Gegliedert wird ein Mantelgesetz in Artikel, die fortlaufend nummeriert werden. Für jedes Stammgesetz ist dabei jeweils ein eigener Artikel zu bilden. In jedem Artikel finden sich wiederum – ebenfalls durchnummeriert – redaktionell Anweisungen (sogenannte Änderungsbefehle), mit denen Textpassagen angefügt, gestrichen, verschoben usw. werden.
3. Die Begründung
Von besonderer Bedeutung ist die Gesetzesbegründung. Denn diese liefert wichtige Hintergrundinformationen zum Gesetzentwurf und gibt zugleich das zugrundliegende Verständnis des Gesetzgebers wieder, was die Begründung zur Primärquelle für eine spätere Rechtsauslegung (zum Beispiel durch die Judikative) macht.

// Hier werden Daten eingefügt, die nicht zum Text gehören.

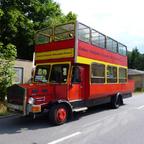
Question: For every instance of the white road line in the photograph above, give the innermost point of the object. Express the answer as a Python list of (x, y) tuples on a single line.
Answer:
[(64, 138), (140, 107)]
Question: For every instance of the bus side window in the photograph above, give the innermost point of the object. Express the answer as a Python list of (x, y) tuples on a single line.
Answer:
[(76, 75)]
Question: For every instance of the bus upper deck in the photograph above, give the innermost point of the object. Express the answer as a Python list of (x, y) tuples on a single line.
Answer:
[(77, 43)]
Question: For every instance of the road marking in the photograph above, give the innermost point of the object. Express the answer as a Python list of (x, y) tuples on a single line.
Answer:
[(64, 138), (140, 107)]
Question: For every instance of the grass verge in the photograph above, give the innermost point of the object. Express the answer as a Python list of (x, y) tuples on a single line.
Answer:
[(3, 109)]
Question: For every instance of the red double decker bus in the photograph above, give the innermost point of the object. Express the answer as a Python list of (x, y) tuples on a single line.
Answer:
[(77, 67)]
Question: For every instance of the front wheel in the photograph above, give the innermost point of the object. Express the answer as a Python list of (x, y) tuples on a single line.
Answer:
[(58, 114), (116, 101)]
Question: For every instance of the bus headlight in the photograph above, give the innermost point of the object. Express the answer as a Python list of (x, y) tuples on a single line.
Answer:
[(31, 100)]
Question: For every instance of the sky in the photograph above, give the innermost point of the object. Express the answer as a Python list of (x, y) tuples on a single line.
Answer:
[(122, 20)]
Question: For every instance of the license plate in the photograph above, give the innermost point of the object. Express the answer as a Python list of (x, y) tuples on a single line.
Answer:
[(15, 107)]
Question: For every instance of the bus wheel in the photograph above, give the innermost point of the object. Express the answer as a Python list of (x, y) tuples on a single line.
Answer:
[(116, 101), (58, 114)]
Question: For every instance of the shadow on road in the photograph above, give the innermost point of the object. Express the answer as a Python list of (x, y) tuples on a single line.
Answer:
[(18, 124)]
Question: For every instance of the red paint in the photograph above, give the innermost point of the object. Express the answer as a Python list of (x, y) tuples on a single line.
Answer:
[(92, 52), (55, 60), (55, 45), (61, 114)]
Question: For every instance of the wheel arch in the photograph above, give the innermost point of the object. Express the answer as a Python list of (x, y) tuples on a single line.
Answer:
[(64, 102)]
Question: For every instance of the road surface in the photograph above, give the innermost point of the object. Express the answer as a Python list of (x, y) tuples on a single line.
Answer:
[(99, 125)]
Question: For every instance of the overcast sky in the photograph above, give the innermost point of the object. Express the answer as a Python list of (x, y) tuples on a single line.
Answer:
[(122, 20)]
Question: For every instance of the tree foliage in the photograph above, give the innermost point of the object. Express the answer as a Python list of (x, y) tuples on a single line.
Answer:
[(7, 57), (135, 59), (22, 18)]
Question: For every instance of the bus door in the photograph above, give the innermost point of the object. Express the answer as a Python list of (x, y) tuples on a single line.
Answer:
[(77, 85)]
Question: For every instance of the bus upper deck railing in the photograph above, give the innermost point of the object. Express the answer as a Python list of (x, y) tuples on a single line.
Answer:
[(85, 33)]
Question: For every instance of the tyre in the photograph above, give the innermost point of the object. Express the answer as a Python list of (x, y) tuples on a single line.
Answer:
[(116, 101), (58, 114)]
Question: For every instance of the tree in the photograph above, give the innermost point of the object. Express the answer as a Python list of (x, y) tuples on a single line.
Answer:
[(22, 18), (135, 59), (7, 57)]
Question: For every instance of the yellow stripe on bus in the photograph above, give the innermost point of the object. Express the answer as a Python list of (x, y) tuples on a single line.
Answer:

Die Gesetzesbegründung gliedert sich üblicherweise in einen ersten Allgemeinen Teil (Teil A) und in einen zweiten Besonderen Teil (Teil B). Der Allgemeine Teil befasst sich mit der grundsätzlichen Zielsetzung des Entwurfs, beschreibt den zugrundliegenden Sachverhalt sowie die maßgeblichen Erkenntnisquellen und fasst die wesentlichen Regelungen zusammen. Wenn man so möchte, handelt es sich bei dem Allgemeinen Teil um eine ausführlichere Fassung des Vorblatts.

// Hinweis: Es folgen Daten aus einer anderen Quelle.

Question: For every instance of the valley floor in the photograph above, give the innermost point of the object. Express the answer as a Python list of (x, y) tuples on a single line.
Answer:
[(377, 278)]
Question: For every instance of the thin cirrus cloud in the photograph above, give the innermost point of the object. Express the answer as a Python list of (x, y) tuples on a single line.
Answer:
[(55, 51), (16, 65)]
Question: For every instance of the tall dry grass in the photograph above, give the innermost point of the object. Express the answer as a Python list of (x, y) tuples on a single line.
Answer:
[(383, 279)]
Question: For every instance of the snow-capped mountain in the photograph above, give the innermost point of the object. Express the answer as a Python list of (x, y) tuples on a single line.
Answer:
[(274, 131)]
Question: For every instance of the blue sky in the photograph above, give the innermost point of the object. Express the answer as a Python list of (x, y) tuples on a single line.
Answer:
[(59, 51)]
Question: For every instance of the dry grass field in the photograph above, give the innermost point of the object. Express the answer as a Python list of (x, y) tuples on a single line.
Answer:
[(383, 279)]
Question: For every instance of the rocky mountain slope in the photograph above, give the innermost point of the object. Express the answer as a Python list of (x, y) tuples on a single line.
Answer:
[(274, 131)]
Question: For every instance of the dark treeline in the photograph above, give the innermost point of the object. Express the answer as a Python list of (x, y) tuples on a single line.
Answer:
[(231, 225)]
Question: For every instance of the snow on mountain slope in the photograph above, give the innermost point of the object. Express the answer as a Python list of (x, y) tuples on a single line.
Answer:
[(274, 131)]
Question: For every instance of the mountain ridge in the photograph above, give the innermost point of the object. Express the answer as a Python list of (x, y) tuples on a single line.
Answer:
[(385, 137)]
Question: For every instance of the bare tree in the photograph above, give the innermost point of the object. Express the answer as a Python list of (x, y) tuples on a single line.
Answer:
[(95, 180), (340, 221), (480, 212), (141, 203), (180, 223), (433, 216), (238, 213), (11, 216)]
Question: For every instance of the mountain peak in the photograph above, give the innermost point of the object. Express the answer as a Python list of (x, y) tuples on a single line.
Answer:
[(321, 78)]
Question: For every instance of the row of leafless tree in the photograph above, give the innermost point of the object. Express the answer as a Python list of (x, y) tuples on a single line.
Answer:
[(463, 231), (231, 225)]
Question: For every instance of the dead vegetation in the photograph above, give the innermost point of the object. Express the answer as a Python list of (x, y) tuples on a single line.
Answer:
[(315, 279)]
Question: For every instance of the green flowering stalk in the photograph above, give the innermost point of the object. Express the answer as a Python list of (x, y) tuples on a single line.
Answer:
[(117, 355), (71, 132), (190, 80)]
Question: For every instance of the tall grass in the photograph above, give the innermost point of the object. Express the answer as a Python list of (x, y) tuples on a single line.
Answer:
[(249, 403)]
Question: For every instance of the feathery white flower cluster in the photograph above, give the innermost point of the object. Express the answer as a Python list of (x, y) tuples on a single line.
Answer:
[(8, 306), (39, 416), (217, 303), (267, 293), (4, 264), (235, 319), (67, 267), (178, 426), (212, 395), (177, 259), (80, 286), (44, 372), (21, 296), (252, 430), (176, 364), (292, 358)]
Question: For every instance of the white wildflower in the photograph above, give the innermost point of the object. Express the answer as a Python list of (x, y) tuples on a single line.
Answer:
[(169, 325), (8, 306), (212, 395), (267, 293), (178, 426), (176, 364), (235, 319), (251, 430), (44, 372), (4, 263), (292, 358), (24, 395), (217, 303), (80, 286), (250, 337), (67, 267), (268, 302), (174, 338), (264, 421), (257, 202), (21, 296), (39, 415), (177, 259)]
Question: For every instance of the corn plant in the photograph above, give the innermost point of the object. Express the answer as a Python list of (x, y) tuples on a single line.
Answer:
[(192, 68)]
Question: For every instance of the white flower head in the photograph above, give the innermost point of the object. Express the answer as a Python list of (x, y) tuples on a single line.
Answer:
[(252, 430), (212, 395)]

Als Hilfestellung für die Gesetzesverfasser bietet § 43 Absatz 1 GGO einen Katalog der in einer Gesetzesbegründung anzusprechenden Aspekte:
- die Zielsetzung und Notwendigkeit des Gesetzentwurfs und seiner Einzelvorschriften
- welcher Sachverhalt dem Entwurf zugrunde liegt und auf welchen Erkenntnisquellen er beruht,
- ob andere Lösungsmöglichkeiten bestehen und ob eine Erledigung der Aufgabe durch Private möglich ist, gegebenenfalls welche Erwägungen zu ihrer Ablehnung geführt haben,
- ob Mitteilungspflichten, andere administrative Pflichten oder Genehmigungsvorbehalte mit entsprechenden staatlichen Überwachungs- und Genehmigungsverfahren eingeführt oder erweitert werden und welche Gründe dagegen sprechen, sie durch eine rechtliche Selbstverpflichtung des Normadressaten zu ersetzen,
- die Gesetzesfolgen (§ 44 GGO),
- welche Erwägungen der Festlegung zum Inkrafttreten zugrunde liegen, zum Beispiel für den Vollzug in organisatorischer, technischer und haushaltsmäßiger Hinsicht, und ob das Gesetz befristet werden kann,
- ob der Gesetzentwurf eine Rechts- und Verwaltungsvereinfachung vorsieht, insbesondere ob er geltende Vorschriften vereinfacht oder entbehrlich macht,
- Bezüge zum und Vereinbarkeit mit dem Recht der Europäischen Union,
- inwieweit im Falle der Umsetzung einer Richtlinie oder sonstiger Rechtsakte der Europäischen Union über deren Vorgaben hinaus weitere Regelungen getroffen werden,
- ob der Entwurf mit völkerrechtlichen Verträgen, die Deutschland abgeschlossen hat, vereinbar ist,
- die Änderungen zur geltenden Rechtslage,
- ob Artikel 72 Absatz 3 oder Artikel 84 Absatz 1 Satz 3 GG Besonderheiten beim Inkrafttreten begründen und wie diesen gegebenenfalls Rechnung getragen worden ist.
Dieser Katalog ist jedoch weder strikt noch schematisch anzuwenden. Vielmehr sind in der Begründung nur diejenigen Punkte zu behandeln, die für das Vorhaben auch tatsächlich von Bedeutung sind.
Bezweckt der Allgemeine Teil noch eine umfassende Begründung des gesamten Gesetzesvorhabens, zielt der Besondere Teil auf eine Begründung der mit dem Entwurf einhergehenden Einzelvorschriften (Paragrafen). Praktisch bedeutet es, dass zu jedem einzelnen Änderungsbefehl (siehe oben) eines jeden Artikels des Entwurfstexts eine korrespondierender Begründungstext im Besonderen Teil formuliert sein muss. Dadurch soll das grundsätzliche Verständnis und die Bewertung der Einzelvorschriften erleichtert werden.
Der Aufbau des Besonderen Teils folgt in Hinblick der Reihenfolge und der Nummerierung der Struktur des Gesetzentwurfs. So soll der Leserin bzw. dem Leser eine schnelle Orientierung ermöglicht werden.